振り返れば、誰しも一度や二度、そうした経験はあるだろう。
昨シーズンの湘南ベルマーレには、まさにそうした瞬間があった。あれがなければ、クラブ史上初となるルヴァンカップ優勝も成し得えなければ、きたる2019年シーズンを再びJ1で迎えることもできなかったかもしれない。
梅崎司は2018年に完全移籍で湘南ベルマーレの一員となった だから、最後尾からチームを支えるGK秋元陽太は、力を込めて言う。
「間違いなく、あれがターニングポイントだったと思います」
だから、昨シーズン新戦力として湘南に加入し、攻撃の主軸としてチームを牽引したMF梅崎司も、はっきりと言い切った。
「あのタイミングで言い合っていなかったら、きっと昨シーズン、チームとしてうまくいっていなかったと思います」
昨シーズン、2年ぶりとなるJ1の舞台に臨んだ湘南は、開幕戦こそV・ファーレン長崎に勝利したが、その後はリーグ戦で4試合勝ち星に見放されるなど苦しんでいた。第10節のガンバ大阪戦、第11節の浦和レッズ戦はともに1-0で勝利してシーズン初の連勝を飾ったが、それでも好調は長く続かなかった。
ゴールデンウィーク期間の連戦のなか、第12節の柏レイソル戦に敗れた湘南は、続くホームのベガルタ仙台戦(第13節)も前半に喫した2失点が響き、1-3で落としてしまう。それは曺貴裁(チョウ・キジェ)監督が「何の言い訳も許されない、情けない前半」と評したほど、不甲斐ない内容だった。
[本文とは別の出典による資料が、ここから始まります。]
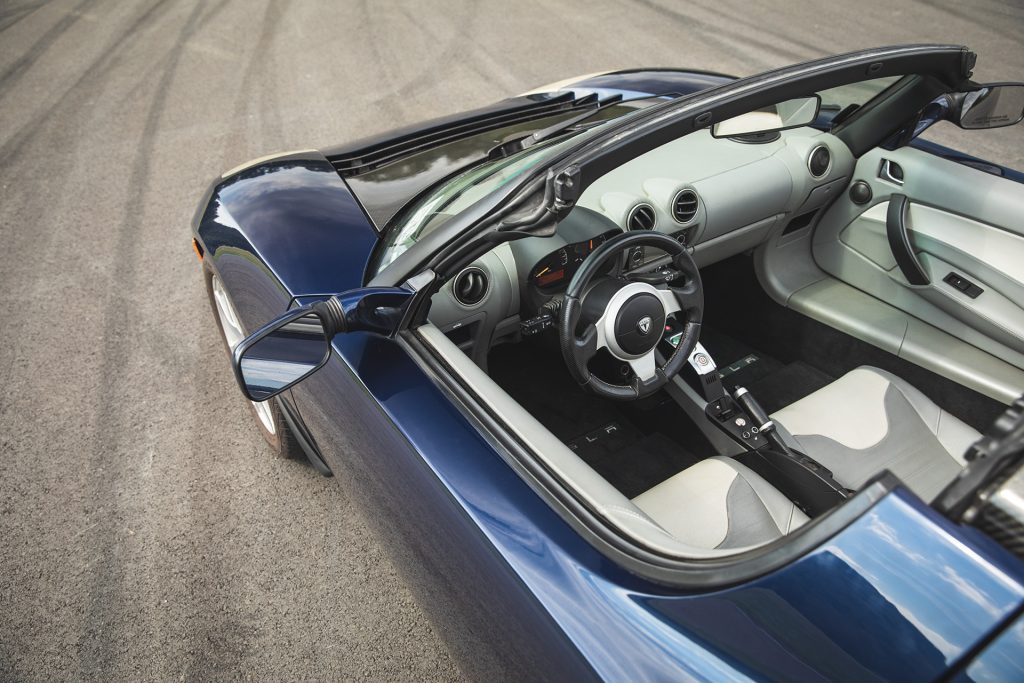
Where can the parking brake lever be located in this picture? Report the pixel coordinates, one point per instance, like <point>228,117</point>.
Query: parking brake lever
<point>760,418</point>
大幅にメンバーを入れ替えて臨んだルヴァンカップのヴィッセル神戸戦こそ4-3で競り勝ったが、J1第14節の清水エスパルス戦では、大量4失点でリーグ戦3連敗を喫してしまう。
事件が起きたのは、その清水戦の試合後だった。後半15分から途中出場した梅崎は、流れを変えることができなかった自分自身のプレーに苛立っていた。